California Fire Reaches LA Triggering Mass Evacuations, Power Outages

  • Across the state in Los Angeles, the Getty Fire had charred more than 202 hectares.

    Across the state in Los Angeles, the Getty Fire had charred more than 202 hectares. | Photo: EFE

Published 28 October 2019
Opinion

The blaze broke out at around 1:30 a.m. local time near the Getty Center on the west side of Los Angeles.

Fast-moving flames forced Monday thousands of Los Angeles residents to flee their homes and threatened the city’s renown Getty Center museum, as part of the latest blaze in a wildfire season that has triggered mass evacuations and power outages across California.

RELATED: 

California: 2 Million People Without Electricity, 50,000 Evacuated

The fire broke out at around 1:30 a.m. local time near the Getty Center on the west side of Los Angeles, hundreds of km from where teams were fighting the state’s biggest and most destructive fire, the Kincade, north of San Francisco.

Across the state in Los Angeles, the Getty Fire had charred more than 202 hectares in the scrub-covered hills around Interstate 405, near some of the city’s most expensive homes, by mid-afternoon.

The flames had destroyed eight structures, damaged five others and prompted the University of California at Los Angeles, about 3.2 km from the Getty Center, to close for the day, along with a number of public schools.

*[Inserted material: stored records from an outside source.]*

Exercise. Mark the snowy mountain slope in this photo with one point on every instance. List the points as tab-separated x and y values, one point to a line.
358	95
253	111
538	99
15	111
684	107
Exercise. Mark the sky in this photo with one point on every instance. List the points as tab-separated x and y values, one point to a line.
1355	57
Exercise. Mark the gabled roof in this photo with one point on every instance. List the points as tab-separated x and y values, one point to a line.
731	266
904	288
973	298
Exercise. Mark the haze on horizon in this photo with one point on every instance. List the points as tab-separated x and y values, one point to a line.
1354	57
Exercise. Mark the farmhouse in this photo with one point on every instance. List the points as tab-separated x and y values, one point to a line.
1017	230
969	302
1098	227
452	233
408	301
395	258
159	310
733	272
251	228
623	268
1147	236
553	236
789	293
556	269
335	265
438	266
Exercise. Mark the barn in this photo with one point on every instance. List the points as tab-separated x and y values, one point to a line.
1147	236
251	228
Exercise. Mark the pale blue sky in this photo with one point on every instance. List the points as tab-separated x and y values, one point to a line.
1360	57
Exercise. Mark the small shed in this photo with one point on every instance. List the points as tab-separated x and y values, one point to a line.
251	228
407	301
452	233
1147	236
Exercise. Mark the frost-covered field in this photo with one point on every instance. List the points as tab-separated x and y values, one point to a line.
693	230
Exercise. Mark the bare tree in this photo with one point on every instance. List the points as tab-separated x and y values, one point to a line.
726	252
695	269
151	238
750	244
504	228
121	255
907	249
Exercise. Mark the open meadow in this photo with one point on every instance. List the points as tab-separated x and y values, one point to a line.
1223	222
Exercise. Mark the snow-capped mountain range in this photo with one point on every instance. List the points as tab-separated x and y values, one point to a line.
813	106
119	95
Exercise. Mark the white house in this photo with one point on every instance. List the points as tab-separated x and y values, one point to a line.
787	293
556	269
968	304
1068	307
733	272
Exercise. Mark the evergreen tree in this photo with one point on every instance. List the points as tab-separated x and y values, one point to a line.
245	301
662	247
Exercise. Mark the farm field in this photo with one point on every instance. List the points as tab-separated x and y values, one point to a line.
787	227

Los Angeles Fire Chief Ralph Terrazas said his firefighters had told him “they were literally overwhelmed” in the early hours of the Getty fire. “They had to make some tough decisions on which houses they were able to protect.”

Officials at the Getty said the fire was burning north of the building, which was designed with thick stone walls to protect its art treasures.

“I know this moment generates a tremendous amount of anxiety,” California Governor Gavin Newsom told reporters at a press conference, adding he was confident that firefighters had secured enough perimeters around the Kincade fire that it no longer posed an imminent threat to two communities north of Santa Rosa, although he conceded the fight was not over.

“I’m not naive about shifting winds and shifting conditions so we are putting all the assets we have onto this fire,” said Newsom, who declared a statewide emergency last week.